Eurostat tools for Python: eust v0.4.0

tl;dr:

$ pip install eust
$ eust download table apro_cpsh1

Then, in Python:

import eust
data = eust.read_table_data('apro_cpsh1', version='2019-05-13 23:00:00')
meta = eust.read_table_metadata('apro_cpsh1', version='2019-05-13 23:00:00')

Bulk downloading and parsing Eurostat tables

In the last years I have been working a lot with tables from Eurostat.

There are several ways to download Eurostat data, but for me the most appealing way has always been to download a whole table to disk and then generate whatever extractions I need as I go, keeping the whole original table for future reference.

Unfortunately, Eurostat's data query interfaces limit query sizes so much that you usually cannot come anywhere close to a full table download in one query. So although there are nice tools like pandaSDMX and pyrostat to interact with Eurostat's query interfaces, I much prefer a method that lets me download the whole table at once.
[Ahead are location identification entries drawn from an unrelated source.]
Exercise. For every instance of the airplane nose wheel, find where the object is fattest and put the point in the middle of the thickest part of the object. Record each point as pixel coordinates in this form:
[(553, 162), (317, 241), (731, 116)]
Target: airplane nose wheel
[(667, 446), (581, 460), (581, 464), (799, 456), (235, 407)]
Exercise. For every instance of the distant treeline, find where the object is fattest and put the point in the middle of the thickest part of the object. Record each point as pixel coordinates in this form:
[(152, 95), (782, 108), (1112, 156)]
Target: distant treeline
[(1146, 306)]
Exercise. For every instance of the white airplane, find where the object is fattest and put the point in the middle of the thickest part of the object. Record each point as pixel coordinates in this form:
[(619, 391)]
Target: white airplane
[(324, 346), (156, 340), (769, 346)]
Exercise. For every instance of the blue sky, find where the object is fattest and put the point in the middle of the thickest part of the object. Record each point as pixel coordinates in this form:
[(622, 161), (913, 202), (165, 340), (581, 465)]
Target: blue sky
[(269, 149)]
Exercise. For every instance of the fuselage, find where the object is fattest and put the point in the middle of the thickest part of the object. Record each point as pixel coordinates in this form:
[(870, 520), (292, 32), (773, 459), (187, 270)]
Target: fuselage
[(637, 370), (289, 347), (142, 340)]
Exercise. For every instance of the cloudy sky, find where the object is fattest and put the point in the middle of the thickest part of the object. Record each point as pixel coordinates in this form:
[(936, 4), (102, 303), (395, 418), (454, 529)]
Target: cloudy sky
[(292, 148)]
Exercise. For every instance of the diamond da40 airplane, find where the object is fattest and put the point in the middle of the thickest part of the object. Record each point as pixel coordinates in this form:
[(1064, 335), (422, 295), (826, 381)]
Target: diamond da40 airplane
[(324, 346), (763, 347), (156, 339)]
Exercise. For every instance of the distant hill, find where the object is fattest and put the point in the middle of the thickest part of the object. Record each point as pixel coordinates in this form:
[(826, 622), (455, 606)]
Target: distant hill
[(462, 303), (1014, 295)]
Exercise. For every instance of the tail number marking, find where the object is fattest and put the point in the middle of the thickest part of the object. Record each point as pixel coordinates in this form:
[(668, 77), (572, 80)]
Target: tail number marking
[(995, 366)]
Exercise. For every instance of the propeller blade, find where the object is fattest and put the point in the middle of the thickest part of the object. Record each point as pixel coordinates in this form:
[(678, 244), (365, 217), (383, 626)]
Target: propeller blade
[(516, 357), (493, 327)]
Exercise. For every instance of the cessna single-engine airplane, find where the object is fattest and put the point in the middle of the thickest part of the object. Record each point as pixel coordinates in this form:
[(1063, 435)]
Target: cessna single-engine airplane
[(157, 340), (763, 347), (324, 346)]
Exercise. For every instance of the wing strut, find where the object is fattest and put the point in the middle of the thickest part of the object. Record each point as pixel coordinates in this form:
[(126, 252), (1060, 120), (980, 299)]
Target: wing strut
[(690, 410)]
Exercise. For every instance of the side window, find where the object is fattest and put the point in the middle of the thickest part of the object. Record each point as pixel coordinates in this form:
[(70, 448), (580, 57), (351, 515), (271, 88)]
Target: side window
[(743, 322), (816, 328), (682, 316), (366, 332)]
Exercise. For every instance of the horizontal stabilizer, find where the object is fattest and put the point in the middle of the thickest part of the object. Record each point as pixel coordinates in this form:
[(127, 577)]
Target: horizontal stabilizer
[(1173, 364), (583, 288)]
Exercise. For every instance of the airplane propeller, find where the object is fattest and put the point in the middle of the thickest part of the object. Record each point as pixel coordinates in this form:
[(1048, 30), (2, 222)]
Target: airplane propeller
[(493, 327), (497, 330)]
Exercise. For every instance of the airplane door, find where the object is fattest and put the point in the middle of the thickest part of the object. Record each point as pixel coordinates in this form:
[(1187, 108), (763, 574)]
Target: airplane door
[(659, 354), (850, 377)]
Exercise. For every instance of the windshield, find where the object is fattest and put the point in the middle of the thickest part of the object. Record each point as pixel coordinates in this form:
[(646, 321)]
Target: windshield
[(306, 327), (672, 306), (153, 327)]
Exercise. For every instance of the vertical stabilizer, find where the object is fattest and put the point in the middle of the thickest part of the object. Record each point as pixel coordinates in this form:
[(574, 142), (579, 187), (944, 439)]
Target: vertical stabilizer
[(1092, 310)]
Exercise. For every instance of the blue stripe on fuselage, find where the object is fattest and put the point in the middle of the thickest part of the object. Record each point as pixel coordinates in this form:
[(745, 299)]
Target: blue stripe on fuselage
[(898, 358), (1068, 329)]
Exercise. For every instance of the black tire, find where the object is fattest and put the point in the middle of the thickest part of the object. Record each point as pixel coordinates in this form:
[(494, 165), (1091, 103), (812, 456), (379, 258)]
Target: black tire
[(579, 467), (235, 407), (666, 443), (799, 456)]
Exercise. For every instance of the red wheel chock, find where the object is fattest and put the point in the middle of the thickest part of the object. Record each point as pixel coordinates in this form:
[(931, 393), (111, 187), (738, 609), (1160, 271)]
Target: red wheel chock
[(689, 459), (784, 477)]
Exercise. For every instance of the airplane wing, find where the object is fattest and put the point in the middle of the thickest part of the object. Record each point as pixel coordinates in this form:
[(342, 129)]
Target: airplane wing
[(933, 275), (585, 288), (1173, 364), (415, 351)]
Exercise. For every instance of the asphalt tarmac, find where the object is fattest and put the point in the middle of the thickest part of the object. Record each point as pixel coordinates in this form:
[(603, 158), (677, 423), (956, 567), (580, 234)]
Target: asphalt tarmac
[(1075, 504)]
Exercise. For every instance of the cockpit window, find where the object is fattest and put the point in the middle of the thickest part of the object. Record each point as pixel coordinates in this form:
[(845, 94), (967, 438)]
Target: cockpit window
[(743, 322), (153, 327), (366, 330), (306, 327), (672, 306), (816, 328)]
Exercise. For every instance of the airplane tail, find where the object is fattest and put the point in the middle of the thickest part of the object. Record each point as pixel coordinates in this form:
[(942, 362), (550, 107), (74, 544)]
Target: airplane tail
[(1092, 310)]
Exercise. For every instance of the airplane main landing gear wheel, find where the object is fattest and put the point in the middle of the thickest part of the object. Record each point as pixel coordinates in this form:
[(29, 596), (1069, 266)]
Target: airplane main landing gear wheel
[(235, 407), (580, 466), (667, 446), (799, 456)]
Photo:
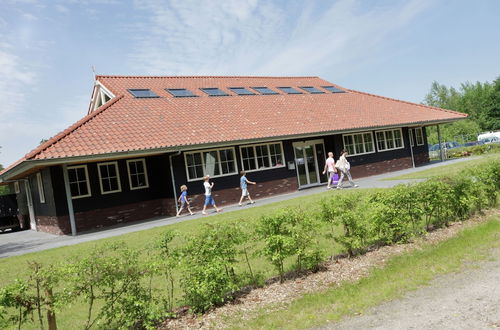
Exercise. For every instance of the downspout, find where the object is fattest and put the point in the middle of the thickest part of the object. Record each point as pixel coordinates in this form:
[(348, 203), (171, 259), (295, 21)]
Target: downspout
[(173, 179), (410, 136), (440, 144), (69, 200)]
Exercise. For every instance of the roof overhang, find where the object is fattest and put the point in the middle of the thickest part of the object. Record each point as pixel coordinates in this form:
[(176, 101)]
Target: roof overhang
[(30, 166)]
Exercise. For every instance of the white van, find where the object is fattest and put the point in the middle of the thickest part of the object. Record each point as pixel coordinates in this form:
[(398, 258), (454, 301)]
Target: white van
[(489, 137)]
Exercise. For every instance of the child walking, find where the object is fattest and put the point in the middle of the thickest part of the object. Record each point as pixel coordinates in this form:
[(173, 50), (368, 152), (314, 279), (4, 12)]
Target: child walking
[(183, 200), (244, 188), (345, 169), (209, 200)]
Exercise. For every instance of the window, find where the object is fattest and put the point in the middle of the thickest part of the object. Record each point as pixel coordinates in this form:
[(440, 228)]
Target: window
[(215, 162), (262, 156), (241, 91), (290, 90), (109, 177), (137, 174), (214, 92), (265, 90), (142, 93), (333, 89), (389, 139), (359, 143), (419, 136), (39, 182), (79, 181), (180, 92), (312, 90)]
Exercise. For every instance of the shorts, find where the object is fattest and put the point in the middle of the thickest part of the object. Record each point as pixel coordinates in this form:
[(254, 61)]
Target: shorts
[(209, 200)]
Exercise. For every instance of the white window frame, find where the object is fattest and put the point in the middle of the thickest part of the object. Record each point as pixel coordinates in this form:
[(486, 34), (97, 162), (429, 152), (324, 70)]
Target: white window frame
[(268, 155), (145, 173), (421, 134), (203, 163), (87, 181), (362, 136), (39, 182), (117, 177), (393, 139)]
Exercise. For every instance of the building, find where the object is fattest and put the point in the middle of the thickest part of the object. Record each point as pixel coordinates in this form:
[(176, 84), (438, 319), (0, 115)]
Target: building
[(145, 136)]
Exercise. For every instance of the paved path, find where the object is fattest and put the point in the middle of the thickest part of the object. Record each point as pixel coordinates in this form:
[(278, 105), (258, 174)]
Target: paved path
[(466, 300), (18, 243)]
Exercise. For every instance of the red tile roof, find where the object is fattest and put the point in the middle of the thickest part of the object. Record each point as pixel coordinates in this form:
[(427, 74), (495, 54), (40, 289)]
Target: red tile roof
[(131, 124)]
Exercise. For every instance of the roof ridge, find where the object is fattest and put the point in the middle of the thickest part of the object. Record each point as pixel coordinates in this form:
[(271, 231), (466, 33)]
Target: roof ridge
[(173, 77), (407, 102), (59, 136)]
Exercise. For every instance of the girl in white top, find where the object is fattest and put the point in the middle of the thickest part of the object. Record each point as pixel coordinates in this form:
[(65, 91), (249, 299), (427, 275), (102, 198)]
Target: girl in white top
[(345, 169)]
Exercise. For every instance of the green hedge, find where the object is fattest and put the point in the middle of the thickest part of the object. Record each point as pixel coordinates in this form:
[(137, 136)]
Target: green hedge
[(115, 282)]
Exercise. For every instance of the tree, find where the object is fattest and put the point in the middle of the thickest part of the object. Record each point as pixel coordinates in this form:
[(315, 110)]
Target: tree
[(481, 101)]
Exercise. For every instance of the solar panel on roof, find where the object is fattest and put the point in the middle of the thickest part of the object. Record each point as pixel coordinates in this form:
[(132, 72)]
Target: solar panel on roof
[(312, 90), (180, 92), (290, 90), (214, 92), (265, 90), (333, 89), (142, 93), (241, 91)]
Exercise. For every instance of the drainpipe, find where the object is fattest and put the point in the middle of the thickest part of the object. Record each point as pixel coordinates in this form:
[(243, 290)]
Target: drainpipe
[(173, 179), (440, 144), (410, 136), (69, 200)]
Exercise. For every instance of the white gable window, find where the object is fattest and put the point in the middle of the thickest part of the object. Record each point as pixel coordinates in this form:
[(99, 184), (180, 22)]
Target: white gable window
[(359, 143), (137, 174), (79, 181), (389, 139), (214, 162), (39, 181), (419, 136), (262, 156), (109, 177)]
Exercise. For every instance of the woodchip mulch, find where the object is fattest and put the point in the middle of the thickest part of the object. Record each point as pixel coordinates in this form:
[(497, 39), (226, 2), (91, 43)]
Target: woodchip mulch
[(276, 296)]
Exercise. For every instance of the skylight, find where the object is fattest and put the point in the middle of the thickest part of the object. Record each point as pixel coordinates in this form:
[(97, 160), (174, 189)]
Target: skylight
[(312, 90), (333, 89), (142, 93), (241, 91), (214, 92), (180, 92), (265, 90), (290, 90)]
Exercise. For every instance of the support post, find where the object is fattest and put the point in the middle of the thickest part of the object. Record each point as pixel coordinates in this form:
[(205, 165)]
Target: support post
[(173, 179), (440, 144), (69, 200)]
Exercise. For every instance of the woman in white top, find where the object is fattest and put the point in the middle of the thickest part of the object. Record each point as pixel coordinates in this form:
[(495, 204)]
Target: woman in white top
[(345, 169)]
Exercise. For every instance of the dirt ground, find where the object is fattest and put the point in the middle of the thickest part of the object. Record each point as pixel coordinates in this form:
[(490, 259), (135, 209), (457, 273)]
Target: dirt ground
[(466, 300), (277, 296)]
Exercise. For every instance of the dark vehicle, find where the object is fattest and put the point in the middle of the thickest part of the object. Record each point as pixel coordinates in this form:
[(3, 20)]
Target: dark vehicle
[(8, 213)]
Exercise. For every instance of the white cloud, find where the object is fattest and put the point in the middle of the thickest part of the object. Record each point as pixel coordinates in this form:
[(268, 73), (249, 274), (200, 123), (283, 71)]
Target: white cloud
[(260, 37)]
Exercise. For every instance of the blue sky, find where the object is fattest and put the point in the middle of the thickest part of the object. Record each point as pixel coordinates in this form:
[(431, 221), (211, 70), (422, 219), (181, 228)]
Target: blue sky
[(389, 48)]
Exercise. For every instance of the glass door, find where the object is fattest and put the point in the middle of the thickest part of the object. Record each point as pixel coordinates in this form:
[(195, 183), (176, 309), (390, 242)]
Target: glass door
[(306, 162)]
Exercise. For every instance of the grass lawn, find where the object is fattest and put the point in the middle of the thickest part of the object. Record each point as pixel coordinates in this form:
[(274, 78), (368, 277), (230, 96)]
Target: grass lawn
[(17, 267), (401, 274), (450, 170)]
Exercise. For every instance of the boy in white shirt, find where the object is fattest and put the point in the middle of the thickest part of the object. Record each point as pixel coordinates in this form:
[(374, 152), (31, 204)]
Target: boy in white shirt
[(208, 194)]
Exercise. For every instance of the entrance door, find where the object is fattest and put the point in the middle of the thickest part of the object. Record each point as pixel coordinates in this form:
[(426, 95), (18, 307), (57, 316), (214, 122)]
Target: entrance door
[(29, 200), (309, 156)]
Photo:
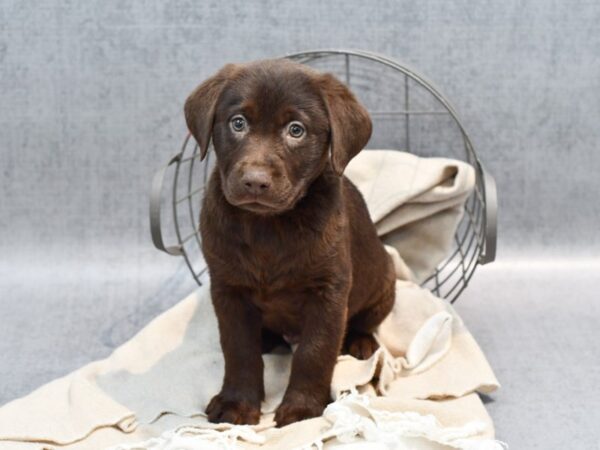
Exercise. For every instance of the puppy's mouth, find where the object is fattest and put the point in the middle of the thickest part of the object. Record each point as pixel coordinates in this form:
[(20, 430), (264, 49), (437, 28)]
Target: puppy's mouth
[(258, 207), (261, 205)]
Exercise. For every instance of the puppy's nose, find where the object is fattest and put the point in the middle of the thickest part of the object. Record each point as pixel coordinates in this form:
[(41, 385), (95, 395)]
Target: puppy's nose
[(256, 181)]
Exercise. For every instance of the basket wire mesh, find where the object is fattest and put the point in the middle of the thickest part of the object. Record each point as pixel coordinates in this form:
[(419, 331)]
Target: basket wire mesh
[(408, 114)]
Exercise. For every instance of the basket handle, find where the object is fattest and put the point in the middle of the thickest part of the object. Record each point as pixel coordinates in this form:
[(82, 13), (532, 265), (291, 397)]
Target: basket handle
[(491, 217), (155, 204)]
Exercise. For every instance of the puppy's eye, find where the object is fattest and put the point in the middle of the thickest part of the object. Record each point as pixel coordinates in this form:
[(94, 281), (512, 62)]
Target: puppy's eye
[(238, 123), (296, 130)]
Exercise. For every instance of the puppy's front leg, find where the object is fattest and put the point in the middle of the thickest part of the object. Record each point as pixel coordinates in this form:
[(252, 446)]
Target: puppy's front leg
[(308, 391), (240, 332)]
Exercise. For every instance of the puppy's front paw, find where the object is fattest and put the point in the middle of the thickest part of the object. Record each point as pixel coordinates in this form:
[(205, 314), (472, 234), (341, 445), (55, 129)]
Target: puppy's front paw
[(298, 407), (226, 408)]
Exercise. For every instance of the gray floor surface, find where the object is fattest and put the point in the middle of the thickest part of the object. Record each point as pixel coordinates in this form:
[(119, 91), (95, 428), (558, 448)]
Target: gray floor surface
[(537, 321)]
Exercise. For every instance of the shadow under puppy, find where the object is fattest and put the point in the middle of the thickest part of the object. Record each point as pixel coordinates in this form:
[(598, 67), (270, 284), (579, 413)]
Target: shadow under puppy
[(289, 244)]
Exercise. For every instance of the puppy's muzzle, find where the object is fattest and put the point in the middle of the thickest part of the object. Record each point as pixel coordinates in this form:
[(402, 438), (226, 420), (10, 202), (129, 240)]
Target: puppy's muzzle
[(256, 181)]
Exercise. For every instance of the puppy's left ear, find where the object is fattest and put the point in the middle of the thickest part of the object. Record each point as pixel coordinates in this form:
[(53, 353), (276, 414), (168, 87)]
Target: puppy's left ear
[(201, 104), (349, 122)]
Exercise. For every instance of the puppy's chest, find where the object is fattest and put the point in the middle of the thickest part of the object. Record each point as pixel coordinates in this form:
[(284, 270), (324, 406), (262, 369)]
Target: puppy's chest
[(271, 262)]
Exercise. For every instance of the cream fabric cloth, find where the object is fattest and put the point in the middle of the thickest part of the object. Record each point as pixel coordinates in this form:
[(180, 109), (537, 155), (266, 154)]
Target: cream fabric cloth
[(418, 387)]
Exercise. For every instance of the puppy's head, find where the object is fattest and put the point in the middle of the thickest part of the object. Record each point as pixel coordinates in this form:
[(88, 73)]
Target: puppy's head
[(275, 126)]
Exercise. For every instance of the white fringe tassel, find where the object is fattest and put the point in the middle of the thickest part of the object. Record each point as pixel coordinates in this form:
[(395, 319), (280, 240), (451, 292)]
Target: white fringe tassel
[(352, 419)]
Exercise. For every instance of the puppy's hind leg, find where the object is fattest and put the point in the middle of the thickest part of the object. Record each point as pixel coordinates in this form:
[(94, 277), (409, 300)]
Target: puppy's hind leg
[(359, 341)]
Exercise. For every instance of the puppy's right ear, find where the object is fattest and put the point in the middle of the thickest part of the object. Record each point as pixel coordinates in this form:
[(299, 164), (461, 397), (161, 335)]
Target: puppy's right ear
[(201, 104)]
To my knowledge, the most straightforward way to download a whole table at once is to go to Eurostat's bulk download facility, download a .tsv file and parse that. The parsing is not super fun since these .tsv files are not tidy. But with a moderate amount of patience and some pandas hacking I made a reader for these files already several years ago.

Why we need to manage multiple versions of Eurostat tables

As Eurostat updates its databases, things change. Of course new data are added, but already published data can also be removed or changed as corrections become available. Whole new tables are created and old ones retired. I was actually approached by a colleague a couple of years ago who wanted to rerun my old calculation but could no longer even find a table with the same name I had referred to.

The reasonable reaction, which I wish I had adopted from the beginning, is to neatly archive every table version I am using, so I can dig it out later, rerun old calculations, and of course share the indata with colleagues. This is really the only way if we want to do reproducible research with these data. However, of course I have been lazy and disorganized, saving various versions of Eurostat files here and there in different project directories, and never kept track of the files as well as I should have.

Finally built and published a tool to keep things tidy. Why?

This situation has now finally changed thanks to the little Python library I've written. I'm releasing an early, not-so-polished version of this library on PyPI and with source code on github. The reason? Honestly mainly to make my own life easier in the long run:

  • First of all, by publishing to PyPI I can easily keep the different versions of my little library. I require eust==0.4.0 in my current project, and then that project should keep on working for the forseeable future, although in a year I might have moved on to eust=0.5.3 for another project, etc.
  • Second, this public announcement of a library seems to be a good way to force myself into maintaining a decent level of documentation and stability of the tool. Although I don't really expect anyone else to use this library, the mere possibility that some fellow Eurostat/Python hacker could find it useful makes me so happy and so frightened that I've now even written some basic documentation for the thing. Funny thing is I will probably have much more use of that documentation than anyone else.